EAP-TLS... machine certificate used for authentication cert is auto-enrolled via Group Policy
PEAP-MSCHAPv2... uses the user credentials to connect (although there seems to be a Computer Account option as well)
There also seems to be PEAP-EAP-TLS, which as far as I understand is a slightly more secure version of EAP-TLS?
Have been trying the EAP-TLS method but not having much joy :(
- created Enterprise CA
- set up auto enrolment for clients and the NPS server as per NPS Server Certificate: Configure the Template and Autoenrollment and Deploy Client Computer Certificates
- create a GPO for the wireless settings, used "Microsoft: Smart Card or other Certificate" as the authentication method (I believe this is EAP-TLS?)
- set up the NPS server using the wizard, matched the Network Policy to use the same "Microsoft: Smart Card or other Certificate" authentication method
- set up Ruckus AAA server as "RADIUS" and configured NPS with the ZoneDirector IP address and shared secret
Logged in as Local Admin on one laptop and tried to connect to the wireless, logic being it should connect as it's authenticating as the machine doing the auth... just sits there saying "Attempting to Authenticate". On the XP SP3 laptop packets go back and forth but on the Win7 it's 0 sent \ 0 received.

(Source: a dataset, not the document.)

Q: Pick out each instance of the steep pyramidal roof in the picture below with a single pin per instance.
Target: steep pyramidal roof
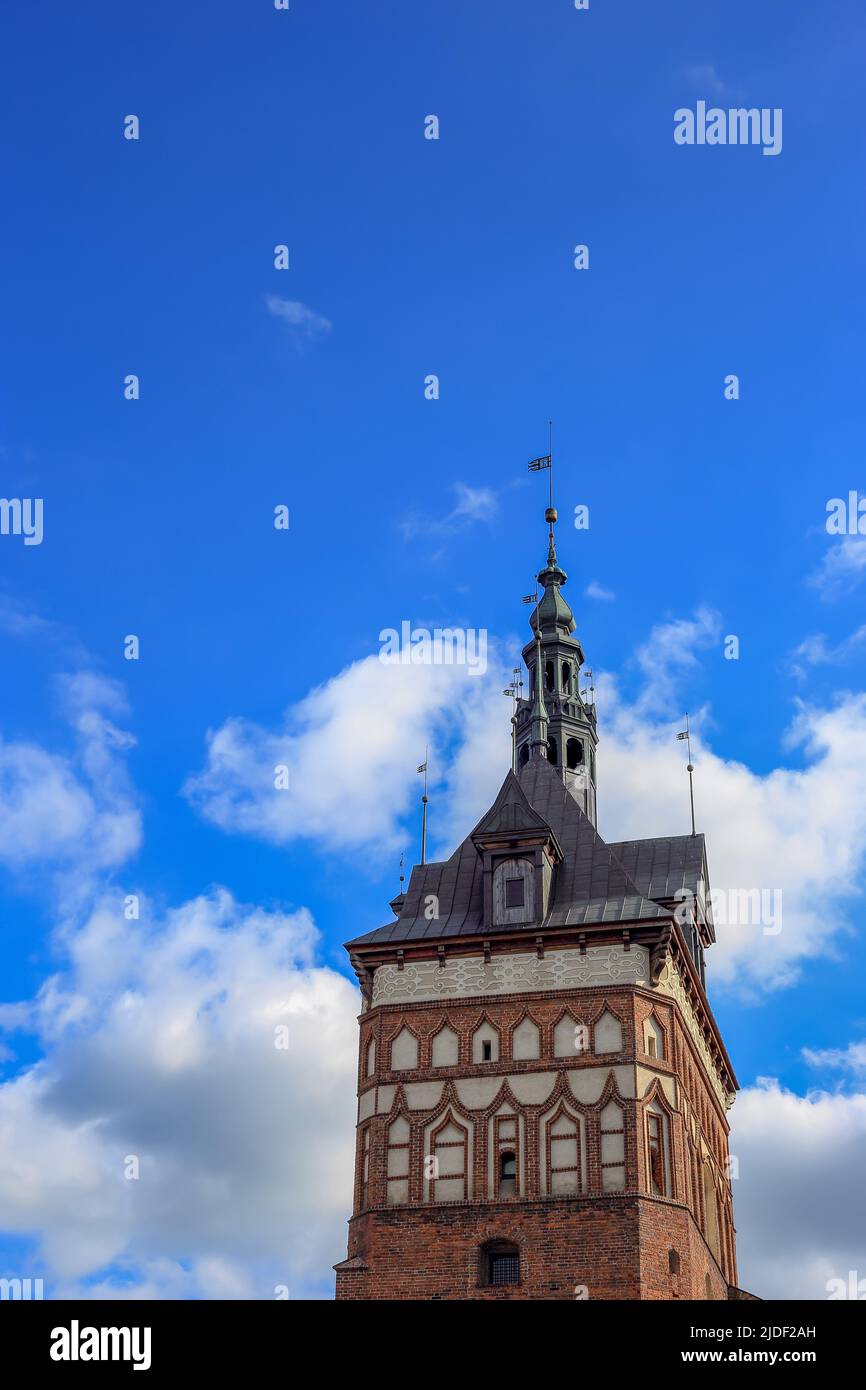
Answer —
(591, 883)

Checking certificates store on both laptops shows machine certificate in Machine\Personal store and CA cert in Machine\Trusted Root Certification Authorities
Annoyingly I'm seeing very little in log files on the NPS server or on the client, seems like you have to dig quite deep to get anything of use... time for Wireshark? Also noticed this when using machine authentication, do I really need to make these changes just to get EAP-TLS to connect? http://support.microsoft.com/kb/929847
Any ideas for where I'm going wrong as I can't see it at the moment?